Most pizza in this town is a bland Frisbee covered with a smear of red, some lap-staining sludge and a rubbery roofing of something masquerading as cheese.
My boys love it. Pizza seems to be more than just a food option. It is quintessential real-guy fare — the fuel after the game, the fill-up on the way to the game, the treat while watching the game.
I don’t share their pizza passion, but I do make it. Often, actually, and mostly to buy their affection (food inspires it, and from teenage boys it is in short supply). And I tend to believe that my pizza– gas-fired at 525 F– is pretty much up there with the best ever.
When I do sample pizzas that emerge from wood-burning ovens set to glassblowing temperatures, I recognize the added smack of a charred crust. But campfire flavour notwithstanding, the bottoms never seem as good as mine.
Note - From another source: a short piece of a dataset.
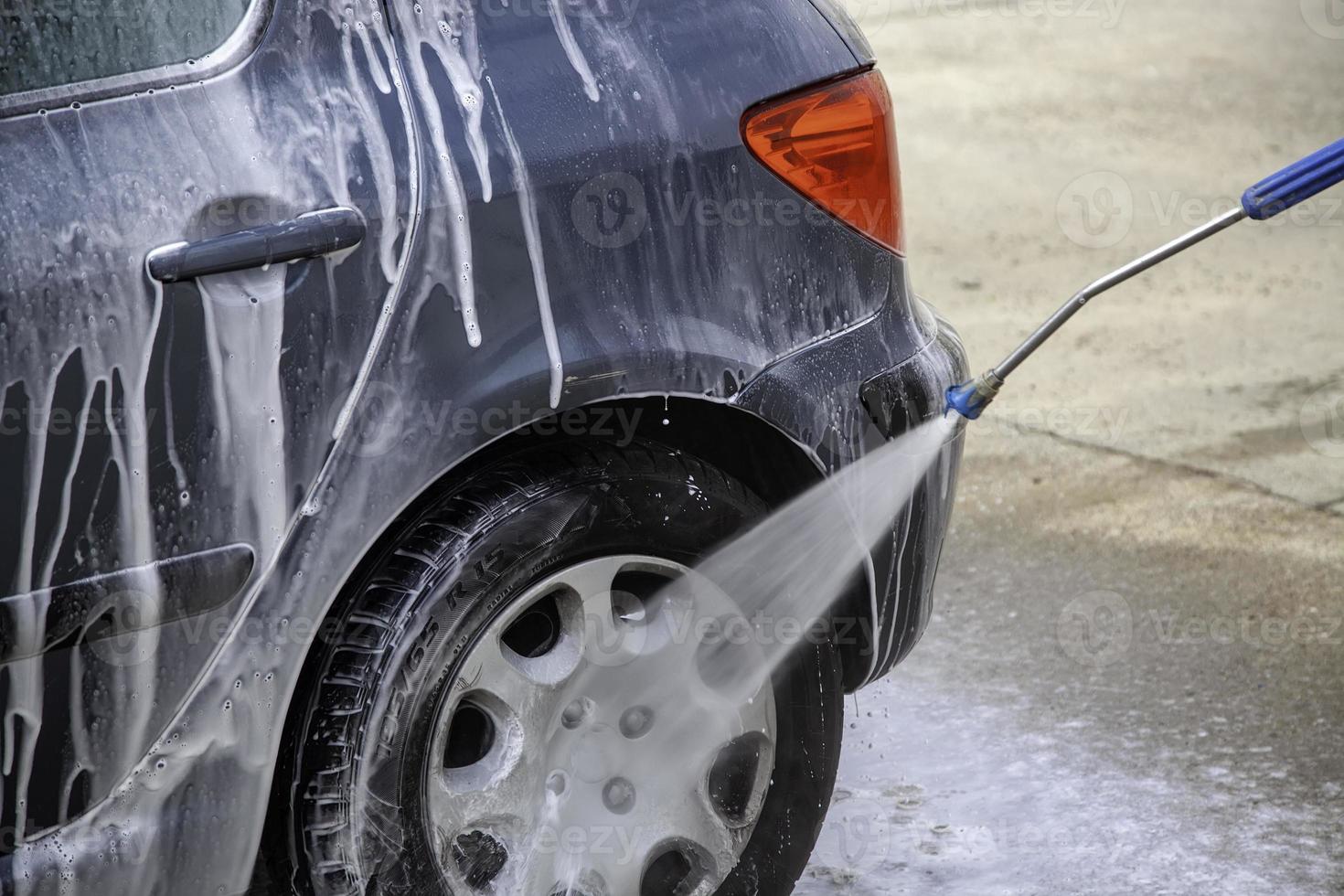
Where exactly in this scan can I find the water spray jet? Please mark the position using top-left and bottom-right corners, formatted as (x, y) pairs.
(947, 140), (1344, 421)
Until now. This new Tennessy Willems (named after the owners’ children I am told) churns out pizza pies that may not be heaven on toast to the 10-year-old boy, but they will be for his parents. This is slender-crusted with a smoky, sourdough tang, puffy-edged, burbled and sooted from a supremely hot brick oven. They char their tomatoes to make a seriously good onion-sweetened sauce, they don’t skimp on the fresh herbs, and the toppings — deeply caramelized onion, pear, apple, wild boar sausage, duck confit, local goat cheese, imported mozzarella — are sensible delights.
There are 10 on offer. My favourite so far is the wild boar sausage, with apples, sage pesto and old Cheddar, though the duck confit with Riopelle is right up there too. Even the simple Margherita — covered in that sacred trio of tomato, cheese (left in big oozy globs) and basil (whole leaves and lots of them) is delicious.
Pizzas are served in a simple-smart room. There’s a short bar that affords a view of the kitchen and brick oven, and a dozen closely spaced tables, fashioned with glossy boards discovered during the renovation. The white walls are hung with local talent, and the big front window floods the place with light — though it also struggles to keep out the January chill.
There are a few other things this new Hintonburg restaurant does well, and some things fall short. In the first column goes the Caesar salad — a terrific rendition — and the smoked mackerel starter, buoyed up with a beet slaw sweetened with apple. The charcuterie plate can be a success — it rather depends on the day’s terrine. One evening, an excess of cloves mars it. A second round is more successful, the coarse duck meat laced with a bright hit of orange. The cornichons are tired, however, and the bread (which is fresh, but bland) would be improved with a little toasting.
B.C. spot prawns come with a nice buttery sauce piqued with capers, but the shrimp — both times I’ve tried them — have been unpleasantly mushy. A beet salad looks pretty, but the beets are pretty tasteless.
In addition to the 10 pizzas, there are three main dishes. The star is the flat iron steak with its side of roasted fingerling potato wedges flecked with coarse salt and fresh thyme. The two pasta dishes fall short, however. The spaghetti tastes cooked a while ago — it fails to bind with the sauce, and the meatballs are dry and bland. There is lasagna, which you should be warned is vegetarian (the menu doesn’t) and we found the bitterness of the arugula too much in the bechamel, which is, in turn, too thickly doled out.
I’d stick with the pizzas, and save room for dessert, particularly for the superb lemon tart with vanilla poached pears.
Service is often the weak link in a new place. It’s very friendly and familiar, but a bit scattered and not particularly acquainted with the food or wine. (Too much “I don’t know, I’ll have to ask” sorts of answers to our questions.)
Good microbrews are on tap, and the wine list, though short, is smartly chosen to match the food, with bottles more interesting than the usual stuff.